Once the test has started (and an additional delay of 10 seconds has elapsed), you can connect to the debug server from your IDE. For this, you need to adjust the debug configuration in your IDE: instead of connecting to the localhost, you need to enter the URL of the observer. The observer URLs are as follows:
observer IDs | URL |
---|---|
01 - 12 | fl-XX.ethz.ch |
15, 17, 25 | fl-XX.flocklab-dyn.ethz.ch |
The exact settings and steps necessary to connect to a remote GDB server depends on the IDE you are using.
The SWO output (SWV feature) is available on port 2332.

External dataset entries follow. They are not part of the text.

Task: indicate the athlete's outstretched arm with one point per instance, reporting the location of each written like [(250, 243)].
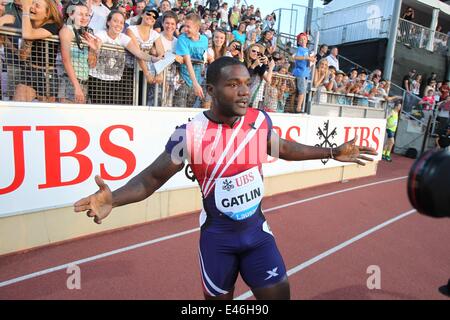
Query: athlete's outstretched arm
[(293, 151), (143, 185)]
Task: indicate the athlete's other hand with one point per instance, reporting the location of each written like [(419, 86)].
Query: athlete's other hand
[(99, 204), (349, 152)]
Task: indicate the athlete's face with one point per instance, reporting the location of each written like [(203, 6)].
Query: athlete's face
[(231, 93)]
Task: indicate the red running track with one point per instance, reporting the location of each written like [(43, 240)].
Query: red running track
[(313, 236)]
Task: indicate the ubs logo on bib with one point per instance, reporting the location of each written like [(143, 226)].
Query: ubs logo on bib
[(227, 185)]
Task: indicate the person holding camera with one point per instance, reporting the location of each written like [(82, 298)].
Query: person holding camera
[(240, 34), (391, 128), (219, 46), (301, 71), (235, 50), (260, 68), (40, 20), (76, 57)]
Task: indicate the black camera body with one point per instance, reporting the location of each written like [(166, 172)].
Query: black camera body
[(429, 184)]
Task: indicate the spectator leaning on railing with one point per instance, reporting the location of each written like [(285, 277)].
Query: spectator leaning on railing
[(104, 81), (75, 56), (145, 37), (219, 46), (163, 8), (40, 20), (260, 69), (191, 45)]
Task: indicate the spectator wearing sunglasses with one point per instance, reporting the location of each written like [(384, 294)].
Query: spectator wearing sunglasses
[(147, 39), (106, 77), (98, 17), (163, 8), (139, 9), (192, 46)]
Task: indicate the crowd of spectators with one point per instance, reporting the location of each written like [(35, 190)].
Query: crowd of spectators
[(428, 96), (184, 35)]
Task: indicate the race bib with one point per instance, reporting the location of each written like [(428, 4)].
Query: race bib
[(239, 196)]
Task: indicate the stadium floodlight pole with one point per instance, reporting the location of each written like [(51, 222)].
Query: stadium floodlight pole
[(390, 51), (309, 8)]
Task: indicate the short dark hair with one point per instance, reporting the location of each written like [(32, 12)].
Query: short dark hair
[(111, 14), (170, 14), (215, 69)]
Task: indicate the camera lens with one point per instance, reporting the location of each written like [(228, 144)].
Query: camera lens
[(429, 184)]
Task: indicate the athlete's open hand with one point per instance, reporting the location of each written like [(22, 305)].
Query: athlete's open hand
[(349, 152), (99, 204)]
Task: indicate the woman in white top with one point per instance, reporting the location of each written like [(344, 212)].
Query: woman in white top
[(105, 86), (145, 37), (415, 88), (76, 57)]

How to use the data trace service to detect a stack overflow
The data trace service is typically used to keep track of a the value of a variable. However, it can also be used to monitor larger memory areas for unwanted accesses, for example to detect a stack overflow. For this to work, you first need to determine how large the heap is (statically allocated memory in SRAM, the .bss
+ .data
sections). Let's assume the heap is less than 12kB in size and the SRAM starts at address 0x20000000
. If the program works as intended, there should never be a memory access to an address right after the heap (e.g. 0x20003000
). Only if something goes wrong (e.g. the stack grows too large), this memory location will be access / written to. In this example, we could configure the data trace service as follows:
<debugConf>
<obsIds>1</obsIds>
<cpuSpeed>48000000</cpuSpeed>
<dataTraceConf>
<variable>0x20003000</variable>
<mode>W PC</mode>
<size>16</size>
</dataTraceConf>
</debugConf>
The data trace service will then watch the memory region from 0x20003000
to 0x20003010
and report any write access to this area. Note that we could also monitor a larger area. However, the tracing address (variable
) must always be aligned to the size. If for example the heap ends at 0x20003001
and you want to monitor an area of 256 bytes, you will have to round up the address to 0x20003100
in order to be aligned to 256 bytes.